Alana girmek için bu ataların bizzat gelmeleri gerekebilirdi. Ancak kuzeydeki durum bunu engelleyecek kadar hassastı.
“Peki ya Atalar Şehri? Oraya ulaşabildiler mi?” Zhongtian sordu.
Bu güç hazinenin ortaya çıkışına hiç tepki vermedi. Burası onların bölgesiydi ama oradan hiçbir ata harekete geçmemişti.

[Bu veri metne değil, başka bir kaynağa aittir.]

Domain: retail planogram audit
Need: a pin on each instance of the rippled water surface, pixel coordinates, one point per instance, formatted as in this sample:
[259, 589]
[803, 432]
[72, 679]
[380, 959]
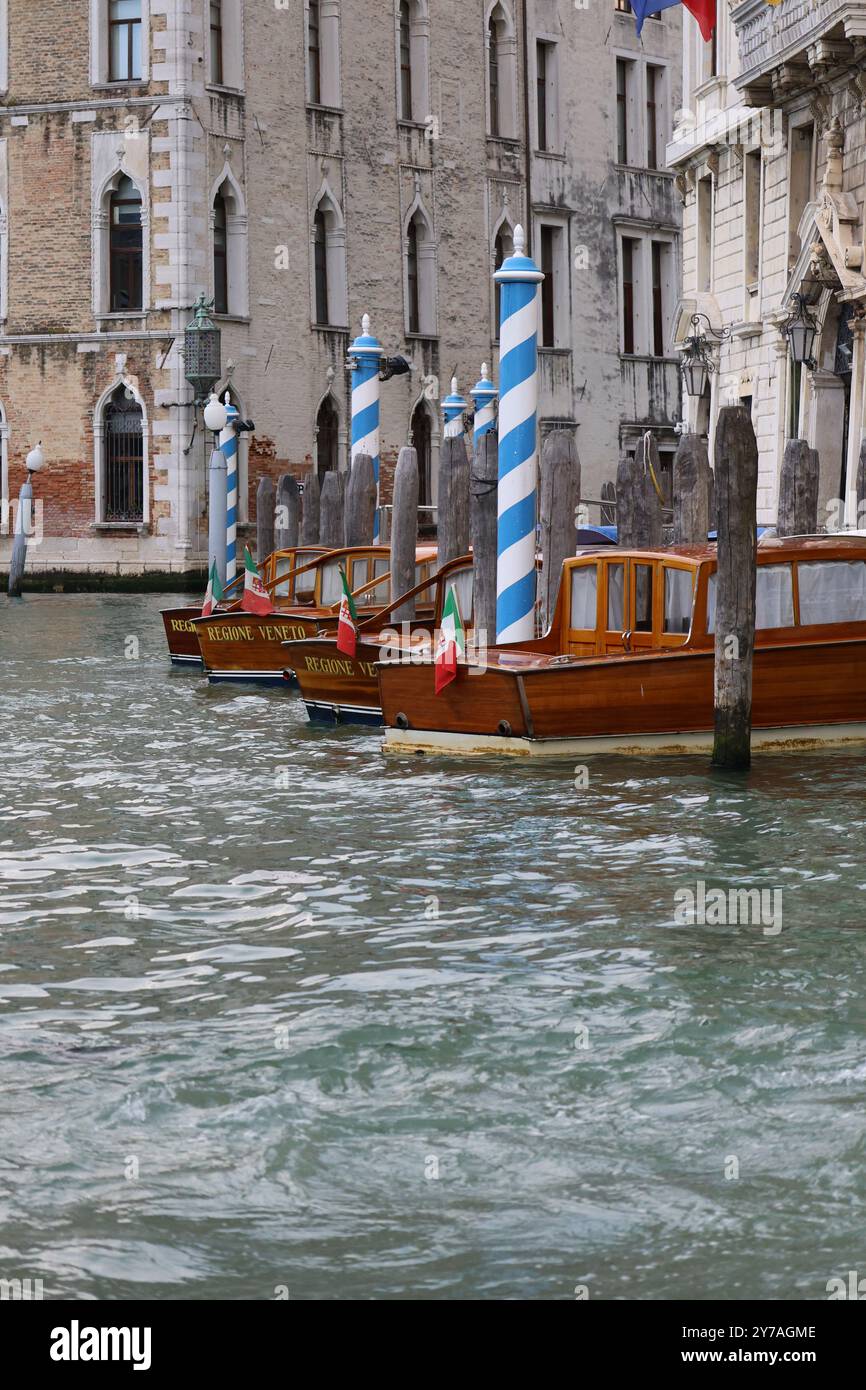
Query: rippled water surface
[259, 986]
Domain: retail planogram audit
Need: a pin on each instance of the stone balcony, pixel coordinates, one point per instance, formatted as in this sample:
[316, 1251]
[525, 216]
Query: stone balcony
[791, 46]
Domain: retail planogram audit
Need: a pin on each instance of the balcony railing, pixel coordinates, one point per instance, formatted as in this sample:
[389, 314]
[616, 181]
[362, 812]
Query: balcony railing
[794, 42]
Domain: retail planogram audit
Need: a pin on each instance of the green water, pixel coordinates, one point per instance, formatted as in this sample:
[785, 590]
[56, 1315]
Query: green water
[280, 1015]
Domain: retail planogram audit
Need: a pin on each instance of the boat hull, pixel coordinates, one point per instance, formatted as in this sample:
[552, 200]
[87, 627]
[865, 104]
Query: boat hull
[804, 694]
[246, 648]
[181, 635]
[334, 687]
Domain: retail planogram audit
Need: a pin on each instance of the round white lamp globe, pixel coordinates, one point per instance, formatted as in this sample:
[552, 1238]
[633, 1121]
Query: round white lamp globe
[216, 414]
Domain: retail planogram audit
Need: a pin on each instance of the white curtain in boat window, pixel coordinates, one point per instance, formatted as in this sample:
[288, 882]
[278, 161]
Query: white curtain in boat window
[831, 591]
[462, 583]
[584, 587]
[616, 595]
[677, 601]
[773, 598]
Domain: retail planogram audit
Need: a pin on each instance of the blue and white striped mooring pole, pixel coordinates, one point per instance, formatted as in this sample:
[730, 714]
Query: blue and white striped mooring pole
[366, 357]
[453, 409]
[228, 445]
[484, 395]
[520, 278]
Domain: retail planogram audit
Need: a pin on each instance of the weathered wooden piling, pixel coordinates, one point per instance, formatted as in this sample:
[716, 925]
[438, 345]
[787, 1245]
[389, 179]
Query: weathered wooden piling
[608, 513]
[483, 533]
[405, 534]
[453, 499]
[264, 519]
[331, 527]
[798, 489]
[22, 528]
[360, 501]
[638, 510]
[559, 492]
[288, 513]
[312, 505]
[691, 491]
[737, 509]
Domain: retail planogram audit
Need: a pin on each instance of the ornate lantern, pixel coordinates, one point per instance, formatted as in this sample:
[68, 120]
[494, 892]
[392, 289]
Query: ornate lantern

Bu nedenle, büyük güçler kudretli atalarının gelmesini sağlamakta zorlanıyordu.
Eğer bu varlıklar bir hazine uğruna Ata Merkezine girerlerse, bu durum sözde atavistik golem atalarının uyanmasına neden olabilirdi. Bu gelişmeyi kimse istemezdi.
Öte yandan, bu dâhilerin denemesinde bir sakınca yoktu. Atalar Atası gençlerin rekabetini görmezden gelebilirdi.
Wu Zhongtian ve diğerlerinin Ata’nın ne yaptığına dair hiçbir fikri yoktu. Hazine tam oradaydı. Onu nasıl istemezler?